A few days ago I read a blog entry by chromatic about the kind of things that people learn in Computer Science programs these days. He was talking about the difference between theoretical computer science and the kind of skills you need to make it as a professional programmer, two things that are somewhat related but nowhere near identical. That dichotomy is interesting, but it's not what I want to talk about today. I want to talk about the million and one bits of information that have come out of the CS world but that for one reason or another you don't really learn in a CS degree.
Every CS major back at RPI had to write an implementation of strstr at some point, but I don't remember ever learning about better ways to do it than the naive algorithm. At some point between then and now I heard the term "Boyer-Moore Algorithm", but until today I never actually read the paper and saw how it worked. If I hadn't been poking around in the mod_include source code a few weeks ago I'd never have heard of a BNDM search algorithm. Both of these are really cool ways to do a faster string search, but even with my CS degree I'd never heard of them. Fortunately, I tend to hang out in the kind of places you hear about such things, but do we really want people to learn about these sort of things by accident?
How about techniques for multithreaded programming? If I hadn't read the documentation on the Boost threads library I wouldn't have learned the trick about figuring out lock ordering based on the address of the two mutexes, and if I hadn't been following the writing of Herb Sutter I wouldn't have realized exactly how many ways that solution can break down. If I hadn't read the FreeBSD mailing lists religiously for years I wouldn't have learned about the importance of lock ordering at all, despite the fact that I recall at least two classes back in school that taught the basics of multithreading. This isn't like the string searching stuff, where we're just talking about getting the answer faster, this is about how to write multithreaded programs that actually work at all.

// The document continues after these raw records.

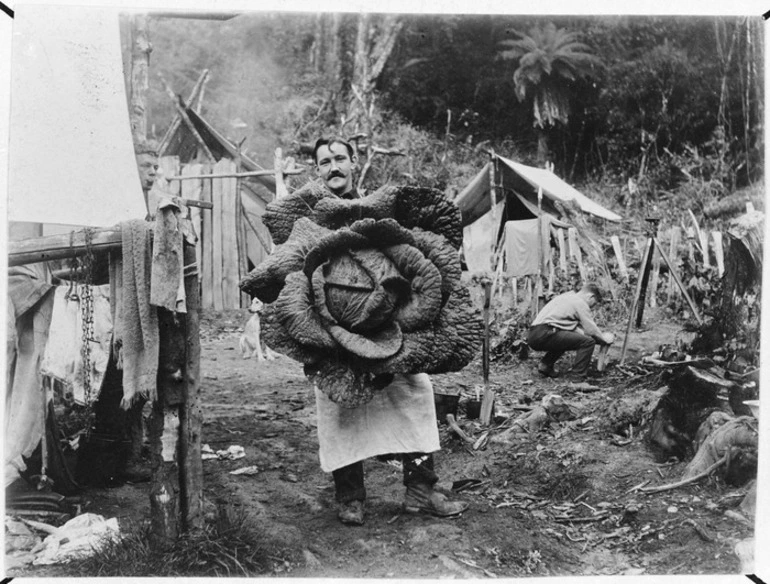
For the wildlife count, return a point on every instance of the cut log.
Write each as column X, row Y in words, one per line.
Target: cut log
column 737, row 441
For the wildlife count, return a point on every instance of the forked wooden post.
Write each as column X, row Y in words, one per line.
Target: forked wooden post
column 637, row 296
column 190, row 414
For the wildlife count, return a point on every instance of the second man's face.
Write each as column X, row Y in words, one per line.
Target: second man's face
column 335, row 168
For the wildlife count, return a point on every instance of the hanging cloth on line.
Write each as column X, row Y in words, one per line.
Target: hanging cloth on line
column 63, row 358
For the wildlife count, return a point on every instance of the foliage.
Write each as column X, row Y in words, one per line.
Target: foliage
column 549, row 59
column 677, row 108
column 229, row 546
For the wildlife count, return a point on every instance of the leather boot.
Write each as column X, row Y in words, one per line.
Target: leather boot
column 421, row 498
column 351, row 513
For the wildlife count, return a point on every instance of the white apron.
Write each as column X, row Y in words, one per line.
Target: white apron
column 400, row 418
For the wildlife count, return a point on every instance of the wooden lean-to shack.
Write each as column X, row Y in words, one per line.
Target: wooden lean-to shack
column 232, row 236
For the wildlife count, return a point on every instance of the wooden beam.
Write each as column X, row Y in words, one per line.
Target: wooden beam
column 246, row 174
column 62, row 246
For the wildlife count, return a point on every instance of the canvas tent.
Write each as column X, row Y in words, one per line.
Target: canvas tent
column 515, row 198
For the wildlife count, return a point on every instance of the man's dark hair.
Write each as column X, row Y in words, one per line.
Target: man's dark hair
column 145, row 147
column 596, row 291
column 328, row 142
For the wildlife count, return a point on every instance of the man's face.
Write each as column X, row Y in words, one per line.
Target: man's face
column 148, row 167
column 334, row 166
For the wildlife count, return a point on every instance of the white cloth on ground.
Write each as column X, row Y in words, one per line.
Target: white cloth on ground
column 400, row 418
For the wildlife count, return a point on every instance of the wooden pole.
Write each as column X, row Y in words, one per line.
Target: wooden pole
column 619, row 256
column 681, row 286
column 489, row 395
column 280, row 186
column 643, row 281
column 492, row 201
column 719, row 252
column 246, row 174
column 637, row 296
column 62, row 246
column 575, row 252
column 562, row 251
column 265, row 244
column 139, row 76
column 206, row 269
column 539, row 282
column 195, row 94
column 190, row 415
column 673, row 251
column 655, row 276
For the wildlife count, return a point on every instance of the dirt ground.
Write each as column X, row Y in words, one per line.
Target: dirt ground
column 558, row 502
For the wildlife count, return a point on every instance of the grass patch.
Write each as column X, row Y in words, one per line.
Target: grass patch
column 230, row 546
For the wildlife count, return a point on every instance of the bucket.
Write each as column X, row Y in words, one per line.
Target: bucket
column 445, row 404
column 473, row 409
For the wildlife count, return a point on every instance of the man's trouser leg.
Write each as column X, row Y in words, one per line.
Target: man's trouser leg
column 556, row 342
column 349, row 483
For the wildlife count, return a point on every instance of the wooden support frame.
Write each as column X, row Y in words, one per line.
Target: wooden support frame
column 489, row 394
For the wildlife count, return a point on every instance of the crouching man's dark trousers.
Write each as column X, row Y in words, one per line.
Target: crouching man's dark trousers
column 556, row 342
column 349, row 480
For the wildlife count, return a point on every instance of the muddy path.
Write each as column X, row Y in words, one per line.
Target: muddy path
column 560, row 501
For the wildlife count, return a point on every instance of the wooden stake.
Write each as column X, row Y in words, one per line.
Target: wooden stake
column 280, row 186
column 637, row 296
column 619, row 256
column 719, row 252
column 190, row 415
column 562, row 251
column 574, row 249
column 681, row 287
column 206, row 267
column 62, row 246
column 672, row 255
column 489, row 395
column 655, row 276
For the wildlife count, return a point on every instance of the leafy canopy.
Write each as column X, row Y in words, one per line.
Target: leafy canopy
column 549, row 59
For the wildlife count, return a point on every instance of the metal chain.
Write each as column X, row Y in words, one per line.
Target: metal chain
column 87, row 322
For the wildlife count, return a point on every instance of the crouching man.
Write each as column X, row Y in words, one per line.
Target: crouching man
column 565, row 324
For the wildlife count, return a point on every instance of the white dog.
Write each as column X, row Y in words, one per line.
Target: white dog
column 251, row 344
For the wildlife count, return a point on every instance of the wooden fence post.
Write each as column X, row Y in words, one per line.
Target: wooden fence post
column 619, row 256
column 190, row 415
column 207, row 243
column 719, row 252
column 562, row 251
column 673, row 252
column 655, row 276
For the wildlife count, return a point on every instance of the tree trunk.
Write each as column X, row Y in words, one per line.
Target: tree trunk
column 139, row 78
column 542, row 147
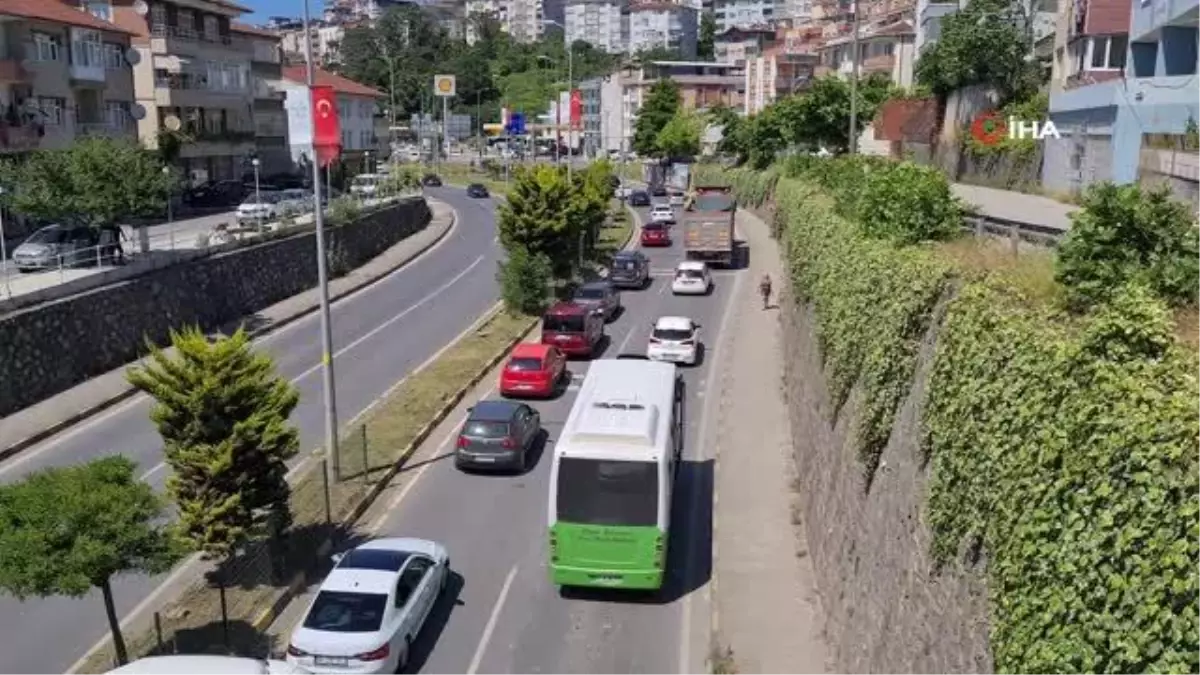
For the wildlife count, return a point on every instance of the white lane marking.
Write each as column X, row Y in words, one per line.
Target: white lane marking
column 96, row 419
column 491, row 622
column 684, row 656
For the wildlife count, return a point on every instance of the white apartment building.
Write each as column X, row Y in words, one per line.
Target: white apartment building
column 743, row 13
column 599, row 23
column 519, row 18
column 666, row 25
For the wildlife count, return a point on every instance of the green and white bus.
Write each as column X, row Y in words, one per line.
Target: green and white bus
column 613, row 475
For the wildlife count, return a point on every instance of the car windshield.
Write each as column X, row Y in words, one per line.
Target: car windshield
column 591, row 293
column 346, row 613
column 673, row 334
column 525, row 364
column 562, row 323
column 48, row 236
column 607, row 493
column 486, row 429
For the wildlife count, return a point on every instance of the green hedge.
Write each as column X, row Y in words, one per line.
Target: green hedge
column 1062, row 451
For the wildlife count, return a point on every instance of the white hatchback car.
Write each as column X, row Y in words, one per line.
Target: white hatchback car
column 663, row 213
column 691, row 279
column 371, row 608
column 675, row 339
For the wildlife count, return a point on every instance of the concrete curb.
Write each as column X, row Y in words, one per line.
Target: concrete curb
column 268, row 616
column 59, row 426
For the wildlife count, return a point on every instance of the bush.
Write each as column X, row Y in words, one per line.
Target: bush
column 909, row 203
column 1123, row 234
column 525, row 281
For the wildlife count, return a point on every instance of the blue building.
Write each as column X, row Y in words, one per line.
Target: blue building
column 1105, row 123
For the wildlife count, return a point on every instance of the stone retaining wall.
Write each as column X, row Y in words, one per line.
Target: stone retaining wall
column 52, row 347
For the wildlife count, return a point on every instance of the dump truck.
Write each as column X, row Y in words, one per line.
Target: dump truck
column 708, row 225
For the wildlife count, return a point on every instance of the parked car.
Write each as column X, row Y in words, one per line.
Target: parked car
column 655, row 234
column 371, row 608
column 675, row 339
column 600, row 297
column 630, row 269
column 497, row 434
column 57, row 245
column 639, row 198
column 574, row 329
column 533, row 370
column 691, row 279
column 205, row 664
column 259, row 209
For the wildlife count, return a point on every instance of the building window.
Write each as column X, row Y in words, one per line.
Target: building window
column 53, row 109
column 1108, row 53
column 47, row 47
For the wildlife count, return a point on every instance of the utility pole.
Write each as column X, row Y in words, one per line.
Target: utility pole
column 853, row 84
column 327, row 332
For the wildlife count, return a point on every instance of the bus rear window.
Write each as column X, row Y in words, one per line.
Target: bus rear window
column 607, row 493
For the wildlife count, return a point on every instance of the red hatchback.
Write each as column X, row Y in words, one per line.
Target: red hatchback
column 533, row 370
column 655, row 234
column 575, row 329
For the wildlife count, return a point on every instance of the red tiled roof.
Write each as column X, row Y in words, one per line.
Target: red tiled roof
column 325, row 78
column 57, row 12
column 250, row 30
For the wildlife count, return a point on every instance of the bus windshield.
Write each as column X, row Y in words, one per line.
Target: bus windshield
column 607, row 493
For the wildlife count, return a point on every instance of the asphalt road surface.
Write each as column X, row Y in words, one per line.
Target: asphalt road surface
column 502, row 615
column 379, row 335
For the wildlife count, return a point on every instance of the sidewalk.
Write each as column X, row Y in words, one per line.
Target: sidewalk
column 1006, row 204
column 57, row 413
column 766, row 604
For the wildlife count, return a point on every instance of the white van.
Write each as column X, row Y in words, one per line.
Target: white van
column 207, row 665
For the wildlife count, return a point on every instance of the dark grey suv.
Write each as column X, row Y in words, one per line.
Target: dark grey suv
column 630, row 269
column 599, row 297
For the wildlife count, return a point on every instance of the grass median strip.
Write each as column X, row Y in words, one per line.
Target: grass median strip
column 255, row 580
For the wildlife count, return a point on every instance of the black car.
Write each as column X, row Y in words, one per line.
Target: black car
column 640, row 198
column 497, row 435
column 630, row 269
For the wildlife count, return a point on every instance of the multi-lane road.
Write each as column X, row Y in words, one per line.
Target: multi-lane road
column 503, row 616
column 379, row 333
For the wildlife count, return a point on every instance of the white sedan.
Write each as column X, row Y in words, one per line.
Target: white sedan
column 371, row 608
column 691, row 279
column 675, row 339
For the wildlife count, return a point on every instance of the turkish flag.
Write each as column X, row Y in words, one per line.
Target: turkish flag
column 327, row 132
column 576, row 108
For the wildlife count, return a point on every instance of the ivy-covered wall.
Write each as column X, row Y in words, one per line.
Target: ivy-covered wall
column 990, row 484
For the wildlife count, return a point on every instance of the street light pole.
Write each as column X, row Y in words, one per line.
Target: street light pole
column 327, row 332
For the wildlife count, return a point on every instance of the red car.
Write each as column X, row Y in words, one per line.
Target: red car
column 655, row 234
column 533, row 370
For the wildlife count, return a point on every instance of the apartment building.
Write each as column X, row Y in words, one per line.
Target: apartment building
column 64, row 73
column 270, row 118
column 741, row 13
column 664, row 25
column 1126, row 100
column 357, row 114
column 601, row 23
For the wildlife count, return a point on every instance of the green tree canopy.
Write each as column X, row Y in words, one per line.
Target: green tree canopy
column 222, row 412
column 96, row 181
column 661, row 103
column 65, row 531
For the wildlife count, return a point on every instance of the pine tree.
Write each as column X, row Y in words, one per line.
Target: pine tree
column 222, row 413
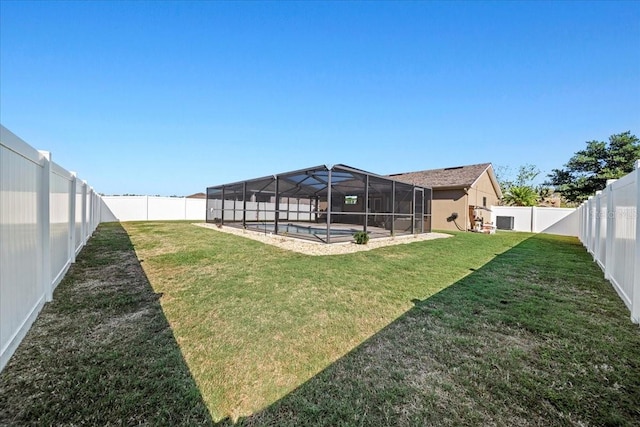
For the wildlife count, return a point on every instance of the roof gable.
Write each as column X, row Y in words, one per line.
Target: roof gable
column 448, row 178
column 458, row 176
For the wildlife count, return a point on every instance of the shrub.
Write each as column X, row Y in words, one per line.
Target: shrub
column 361, row 237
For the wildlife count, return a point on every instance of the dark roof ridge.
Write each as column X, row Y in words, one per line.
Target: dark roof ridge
column 485, row 165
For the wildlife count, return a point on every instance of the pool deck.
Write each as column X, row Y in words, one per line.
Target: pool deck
column 318, row 248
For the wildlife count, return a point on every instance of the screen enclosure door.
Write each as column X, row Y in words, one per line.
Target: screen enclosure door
column 418, row 210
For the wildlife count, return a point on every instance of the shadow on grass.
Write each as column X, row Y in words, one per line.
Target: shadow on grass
column 534, row 337
column 102, row 353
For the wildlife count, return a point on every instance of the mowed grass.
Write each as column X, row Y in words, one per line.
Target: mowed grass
column 507, row 329
column 157, row 324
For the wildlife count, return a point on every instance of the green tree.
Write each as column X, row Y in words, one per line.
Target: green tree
column 521, row 195
column 589, row 169
column 518, row 191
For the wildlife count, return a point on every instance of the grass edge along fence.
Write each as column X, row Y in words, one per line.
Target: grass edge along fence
column 610, row 230
column 47, row 215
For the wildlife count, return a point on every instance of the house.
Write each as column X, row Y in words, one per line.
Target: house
column 462, row 195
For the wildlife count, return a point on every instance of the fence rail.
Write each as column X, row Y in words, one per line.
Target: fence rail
column 610, row 230
column 47, row 215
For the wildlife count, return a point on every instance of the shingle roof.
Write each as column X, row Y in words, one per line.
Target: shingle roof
column 458, row 176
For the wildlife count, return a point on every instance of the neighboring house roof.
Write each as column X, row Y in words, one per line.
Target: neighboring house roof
column 450, row 178
column 197, row 196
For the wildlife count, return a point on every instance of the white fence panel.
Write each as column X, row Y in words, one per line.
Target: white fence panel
column 42, row 208
column 610, row 230
column 195, row 209
column 154, row 208
column 540, row 219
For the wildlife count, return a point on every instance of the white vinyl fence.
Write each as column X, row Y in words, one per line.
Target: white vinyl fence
column 152, row 208
column 562, row 221
column 46, row 216
column 610, row 230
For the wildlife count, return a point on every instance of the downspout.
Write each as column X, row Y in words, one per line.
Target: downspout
column 466, row 209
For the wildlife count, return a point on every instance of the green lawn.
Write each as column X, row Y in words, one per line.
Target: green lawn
column 508, row 329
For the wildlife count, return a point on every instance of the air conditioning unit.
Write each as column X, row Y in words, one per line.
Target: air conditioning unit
column 504, row 222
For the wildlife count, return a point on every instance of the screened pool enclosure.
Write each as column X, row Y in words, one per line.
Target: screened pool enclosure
column 322, row 204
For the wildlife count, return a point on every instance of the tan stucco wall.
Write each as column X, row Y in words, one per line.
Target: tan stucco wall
column 444, row 203
column 483, row 188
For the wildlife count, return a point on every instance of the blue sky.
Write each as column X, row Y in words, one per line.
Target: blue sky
column 171, row 97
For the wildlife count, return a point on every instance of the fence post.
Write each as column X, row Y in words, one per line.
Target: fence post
column 596, row 246
column 611, row 229
column 635, row 298
column 533, row 219
column 83, row 221
column 44, row 219
column 72, row 217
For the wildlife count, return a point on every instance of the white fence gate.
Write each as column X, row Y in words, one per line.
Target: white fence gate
column 610, row 230
column 46, row 217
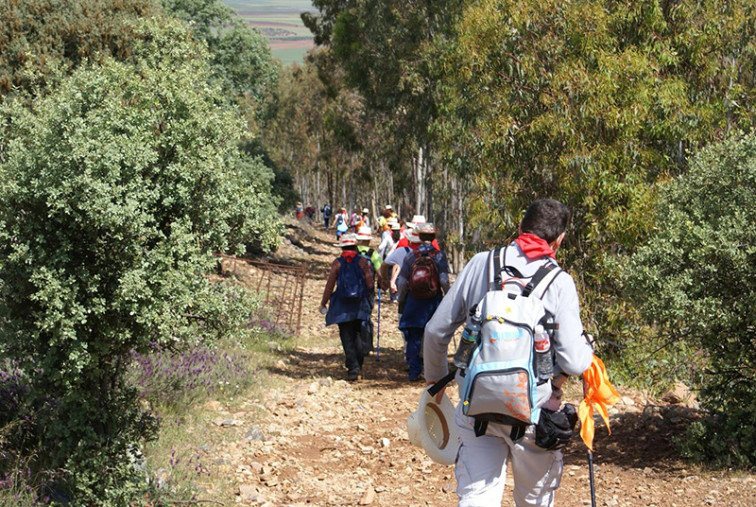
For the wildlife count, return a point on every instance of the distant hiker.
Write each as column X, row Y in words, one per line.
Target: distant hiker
column 349, row 304
column 495, row 427
column 393, row 263
column 383, row 219
column 354, row 220
column 387, row 248
column 389, row 239
column 327, row 214
column 422, row 282
column 364, row 236
column 365, row 218
column 416, row 221
column 342, row 222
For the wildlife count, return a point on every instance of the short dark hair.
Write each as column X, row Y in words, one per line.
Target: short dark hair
column 546, row 218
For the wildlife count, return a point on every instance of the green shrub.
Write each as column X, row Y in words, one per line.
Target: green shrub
column 115, row 188
column 696, row 280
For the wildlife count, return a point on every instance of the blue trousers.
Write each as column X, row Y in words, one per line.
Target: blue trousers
column 414, row 337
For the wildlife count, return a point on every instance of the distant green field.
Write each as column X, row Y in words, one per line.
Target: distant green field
column 280, row 22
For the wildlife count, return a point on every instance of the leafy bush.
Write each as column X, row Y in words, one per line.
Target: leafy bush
column 180, row 378
column 696, row 279
column 115, row 187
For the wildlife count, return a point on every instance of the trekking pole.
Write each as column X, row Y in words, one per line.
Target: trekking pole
column 590, row 460
column 378, row 347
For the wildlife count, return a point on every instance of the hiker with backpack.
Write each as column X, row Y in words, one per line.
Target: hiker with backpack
column 327, row 214
column 523, row 336
column 342, row 223
column 364, row 236
column 423, row 280
column 349, row 304
column 393, row 263
column 354, row 220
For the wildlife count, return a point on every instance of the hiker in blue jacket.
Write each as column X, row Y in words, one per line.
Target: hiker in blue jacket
column 349, row 304
column 422, row 282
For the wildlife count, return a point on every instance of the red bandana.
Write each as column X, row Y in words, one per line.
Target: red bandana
column 349, row 255
column 534, row 247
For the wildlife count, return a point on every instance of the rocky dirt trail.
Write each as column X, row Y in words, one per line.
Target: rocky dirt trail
column 319, row 440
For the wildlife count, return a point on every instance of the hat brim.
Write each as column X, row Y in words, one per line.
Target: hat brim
column 432, row 427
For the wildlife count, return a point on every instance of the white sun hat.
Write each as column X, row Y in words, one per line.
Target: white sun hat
column 364, row 233
column 347, row 240
column 416, row 220
column 432, row 427
column 412, row 236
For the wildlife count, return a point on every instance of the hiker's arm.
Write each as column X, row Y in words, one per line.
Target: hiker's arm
column 402, row 279
column 365, row 265
column 443, row 272
column 383, row 276
column 469, row 288
column 377, row 260
column 330, row 283
column 573, row 353
column 394, row 276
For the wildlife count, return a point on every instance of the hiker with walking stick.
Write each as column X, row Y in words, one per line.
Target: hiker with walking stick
column 518, row 305
column 346, row 301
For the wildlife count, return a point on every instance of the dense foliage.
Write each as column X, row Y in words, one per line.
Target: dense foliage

If there's this much more to the topics that I did learn in school, what about the topics I never learned there? That's the thing that really worries me. It seems like it's way too easy to think you're doing things the right way and to be completely and totally wrong. Where should programmers be expected to learn this sort of thing? The thing that really worries me is that most of them just aren't learning them, and as a result are going to spend most of their careers screwing up stuff that collectively we've already figured out, but nobody got around to telling them about it.